Philip Hensher

Now universally acknowledged

Jane’s Fame: How Jane Austen Conquered the World, by Claire Harman

issue 04 April 2009

Jane’s Fame: How Jane Austen Conquered the World, by Claire Harman

What does Mr Darcy look like? Anyone who has read Pride and Prejudice will be able to give an answer. I believe that he is tall, square-jawed, beetle-browed, slightly weather-beaten and dark-haired. Is any of that at all controversial? But on returning to the novel, we find a strange thing. The one feature in that list which I would have thought beyond dispute is that he has dark hair. This, however, is what Jane Austen has to say about his personal appearance. On his first entry, he is said to have

a fine, tall person, handsome features, noble mien …The gentlemen pronounced him to be a fine figure of a man, the ladies declared he was much handsomer than Mr Bingley.

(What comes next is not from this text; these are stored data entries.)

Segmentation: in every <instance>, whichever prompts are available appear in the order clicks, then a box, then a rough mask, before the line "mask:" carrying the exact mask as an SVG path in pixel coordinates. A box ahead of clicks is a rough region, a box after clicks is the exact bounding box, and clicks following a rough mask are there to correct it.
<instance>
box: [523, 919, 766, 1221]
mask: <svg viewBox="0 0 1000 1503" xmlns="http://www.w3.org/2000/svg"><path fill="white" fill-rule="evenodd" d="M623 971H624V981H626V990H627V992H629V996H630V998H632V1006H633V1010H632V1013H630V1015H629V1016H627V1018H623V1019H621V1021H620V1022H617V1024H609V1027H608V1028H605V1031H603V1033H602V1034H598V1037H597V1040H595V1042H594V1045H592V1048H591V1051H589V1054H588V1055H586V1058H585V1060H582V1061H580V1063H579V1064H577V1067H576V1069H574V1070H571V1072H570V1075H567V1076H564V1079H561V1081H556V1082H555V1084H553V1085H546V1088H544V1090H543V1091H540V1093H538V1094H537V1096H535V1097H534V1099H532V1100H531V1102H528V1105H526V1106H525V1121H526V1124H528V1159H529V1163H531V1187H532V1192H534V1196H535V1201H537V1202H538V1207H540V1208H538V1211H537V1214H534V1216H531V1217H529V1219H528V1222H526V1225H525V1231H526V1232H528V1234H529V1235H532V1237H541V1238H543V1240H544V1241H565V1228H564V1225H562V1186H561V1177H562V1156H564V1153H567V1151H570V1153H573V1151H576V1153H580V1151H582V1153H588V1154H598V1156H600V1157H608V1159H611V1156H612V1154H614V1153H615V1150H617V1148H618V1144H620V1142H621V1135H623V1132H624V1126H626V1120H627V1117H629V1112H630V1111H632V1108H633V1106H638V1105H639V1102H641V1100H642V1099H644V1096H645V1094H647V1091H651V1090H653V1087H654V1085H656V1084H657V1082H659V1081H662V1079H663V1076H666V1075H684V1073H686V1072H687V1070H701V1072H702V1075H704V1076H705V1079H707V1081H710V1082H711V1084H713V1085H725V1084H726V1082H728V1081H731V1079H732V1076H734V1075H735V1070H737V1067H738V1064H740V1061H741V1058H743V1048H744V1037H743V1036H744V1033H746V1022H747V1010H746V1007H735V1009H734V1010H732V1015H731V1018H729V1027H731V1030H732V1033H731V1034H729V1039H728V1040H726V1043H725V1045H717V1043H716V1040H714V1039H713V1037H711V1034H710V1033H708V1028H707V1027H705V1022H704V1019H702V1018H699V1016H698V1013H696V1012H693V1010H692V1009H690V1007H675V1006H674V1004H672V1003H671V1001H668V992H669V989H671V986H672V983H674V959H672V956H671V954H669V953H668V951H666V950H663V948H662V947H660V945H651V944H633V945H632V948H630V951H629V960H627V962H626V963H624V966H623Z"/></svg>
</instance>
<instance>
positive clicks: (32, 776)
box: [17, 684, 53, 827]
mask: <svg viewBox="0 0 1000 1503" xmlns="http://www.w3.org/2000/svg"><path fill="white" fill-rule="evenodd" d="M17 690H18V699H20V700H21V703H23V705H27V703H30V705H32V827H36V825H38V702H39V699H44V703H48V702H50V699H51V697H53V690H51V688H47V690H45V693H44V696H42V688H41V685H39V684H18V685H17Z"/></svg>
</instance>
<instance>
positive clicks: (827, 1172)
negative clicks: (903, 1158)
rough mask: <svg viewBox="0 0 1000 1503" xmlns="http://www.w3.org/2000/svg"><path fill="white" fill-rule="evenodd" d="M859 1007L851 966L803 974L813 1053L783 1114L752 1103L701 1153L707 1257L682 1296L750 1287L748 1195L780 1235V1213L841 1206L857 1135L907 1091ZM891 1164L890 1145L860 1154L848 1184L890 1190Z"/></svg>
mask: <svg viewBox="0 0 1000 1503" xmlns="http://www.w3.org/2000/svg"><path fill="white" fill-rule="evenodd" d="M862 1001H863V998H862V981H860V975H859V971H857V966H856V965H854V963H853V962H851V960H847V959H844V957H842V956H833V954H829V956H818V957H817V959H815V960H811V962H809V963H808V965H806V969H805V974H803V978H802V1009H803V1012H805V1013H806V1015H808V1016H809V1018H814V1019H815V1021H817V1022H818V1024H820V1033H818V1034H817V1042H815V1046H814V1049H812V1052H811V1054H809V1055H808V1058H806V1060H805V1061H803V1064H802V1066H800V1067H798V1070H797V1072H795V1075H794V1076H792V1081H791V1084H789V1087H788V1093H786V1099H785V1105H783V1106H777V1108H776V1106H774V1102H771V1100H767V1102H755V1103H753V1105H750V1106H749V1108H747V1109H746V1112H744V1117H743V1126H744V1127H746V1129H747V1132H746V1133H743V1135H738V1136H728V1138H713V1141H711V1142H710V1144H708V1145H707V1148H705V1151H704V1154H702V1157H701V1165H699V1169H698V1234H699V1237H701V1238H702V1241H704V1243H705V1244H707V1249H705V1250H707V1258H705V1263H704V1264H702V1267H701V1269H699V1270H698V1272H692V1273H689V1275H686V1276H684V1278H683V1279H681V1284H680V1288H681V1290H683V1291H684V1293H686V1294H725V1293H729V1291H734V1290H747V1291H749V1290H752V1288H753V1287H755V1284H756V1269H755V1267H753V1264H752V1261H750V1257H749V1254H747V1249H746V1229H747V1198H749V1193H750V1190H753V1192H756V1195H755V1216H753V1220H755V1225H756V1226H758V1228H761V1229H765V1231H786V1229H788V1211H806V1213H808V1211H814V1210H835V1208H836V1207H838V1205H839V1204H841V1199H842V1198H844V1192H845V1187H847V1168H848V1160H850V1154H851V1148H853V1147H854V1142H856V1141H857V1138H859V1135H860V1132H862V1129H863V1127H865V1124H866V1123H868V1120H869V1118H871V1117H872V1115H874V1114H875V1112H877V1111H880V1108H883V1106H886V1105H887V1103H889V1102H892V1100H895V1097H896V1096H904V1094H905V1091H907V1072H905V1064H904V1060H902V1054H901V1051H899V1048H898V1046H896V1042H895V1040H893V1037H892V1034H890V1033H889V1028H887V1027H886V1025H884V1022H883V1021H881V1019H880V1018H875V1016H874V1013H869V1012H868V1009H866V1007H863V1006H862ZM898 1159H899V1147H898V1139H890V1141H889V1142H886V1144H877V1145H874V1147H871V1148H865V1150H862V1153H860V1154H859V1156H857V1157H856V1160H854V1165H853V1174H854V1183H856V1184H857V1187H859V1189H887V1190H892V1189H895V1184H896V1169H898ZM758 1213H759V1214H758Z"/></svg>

A little later, Elizabeth says that ‘he has a very satirical eye’. When he and Wickham meet again unexpectedly, Austen comments that ‘both changed colour, one looked white, the other red’. Towards the end of the novel, Kitty calls him ‘that tall, proud man’. And that is pretty well about it. Austen very rarely gives anything approaching a personal description of a character, and loses almost nothing by her decorous omission. Darcy might perfectly well be ginger; and yet not one reader in ten thousand by now believes him to be anything but black-haired.

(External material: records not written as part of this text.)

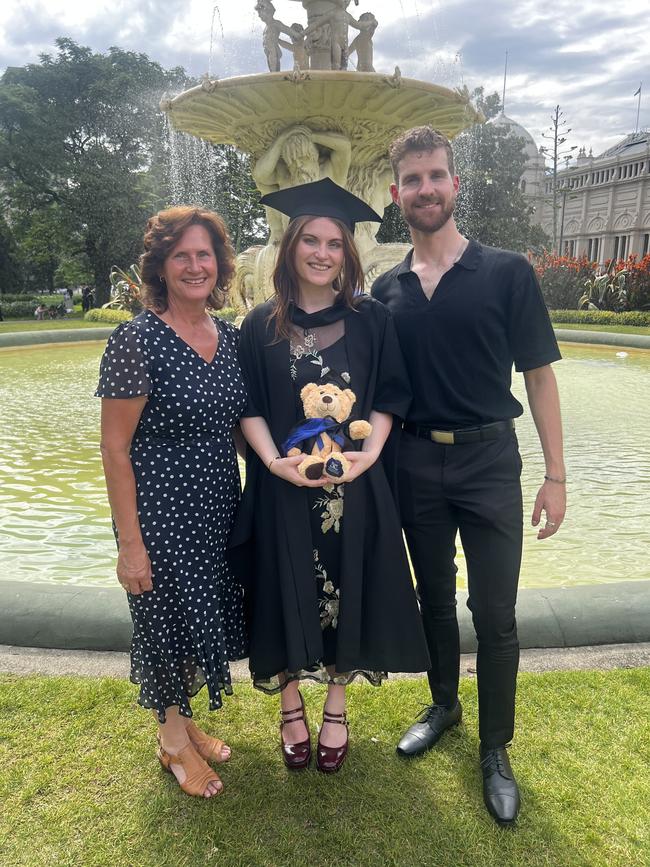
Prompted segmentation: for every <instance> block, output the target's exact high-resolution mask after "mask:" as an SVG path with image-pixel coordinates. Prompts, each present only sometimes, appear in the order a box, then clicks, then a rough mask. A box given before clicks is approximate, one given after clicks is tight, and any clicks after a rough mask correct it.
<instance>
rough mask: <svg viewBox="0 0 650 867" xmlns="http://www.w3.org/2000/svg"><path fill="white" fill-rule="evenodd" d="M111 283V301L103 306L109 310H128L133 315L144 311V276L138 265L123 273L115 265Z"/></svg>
mask: <svg viewBox="0 0 650 867" xmlns="http://www.w3.org/2000/svg"><path fill="white" fill-rule="evenodd" d="M109 279H110V282H111V300H110V301H109V302H108V303H106V304H103V305H102V306H103V307H104V309H107V310H128V312H129V313H130V314H131V315H133V314H136V313H139V312H140V311H141V310H142V304H141V302H140V291H141V289H142V274H141V272H140V267H139V266H138V265H131V266H130V268H129V269H128V271H123V270H122V269H121V268H118V267H117V265H113V267H112V268H111V272H110V275H109Z"/></svg>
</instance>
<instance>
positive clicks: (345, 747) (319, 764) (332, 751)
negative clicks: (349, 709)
mask: <svg viewBox="0 0 650 867" xmlns="http://www.w3.org/2000/svg"><path fill="white" fill-rule="evenodd" d="M323 722H324V723H326V722H330V723H336V725H340V726H345V727H346V729H349V726H348V720H347V716H346V713H345V711H343V713H329V711H326V710H324V709H323ZM321 732H322V728H321ZM348 744H349V739H348V740H346V741H345V743H344V744H343V746H342V747H326V746H325V745H324V744H322V743H321V740H320V733H319V735H318V749H317V750H316V767H317V768H318V770H319V771H322V772H323V773H324V774H334V773H336V771H338V770H340V768H341V766H342V764H343V762H344V761H345V757H346V756H347V754H348Z"/></svg>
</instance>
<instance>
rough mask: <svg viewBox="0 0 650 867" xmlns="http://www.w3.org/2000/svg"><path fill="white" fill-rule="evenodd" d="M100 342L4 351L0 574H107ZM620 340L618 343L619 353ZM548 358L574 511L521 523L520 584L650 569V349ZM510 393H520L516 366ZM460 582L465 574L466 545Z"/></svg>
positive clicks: (521, 388) (528, 461)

The accretions, sediment and barnacles which have attached themselves to these six great novels in the past 200-odd years are Claire Harman’s subject. Jane Austen’s celebrity was not a completely posthumous phenomenon. Cognoscenti recognised her subtlety and, above all, her naturalness during her lifetime. If there is sometimes an aspect of literary perverseness in the way her contemporaries admired her, the Prince Regent’s enjoyment was clearly sincere, commanding her to dedicate Emma to him.

But after Austen’s early death in 1817, her books maintained only a thin presence in the culture for some decades.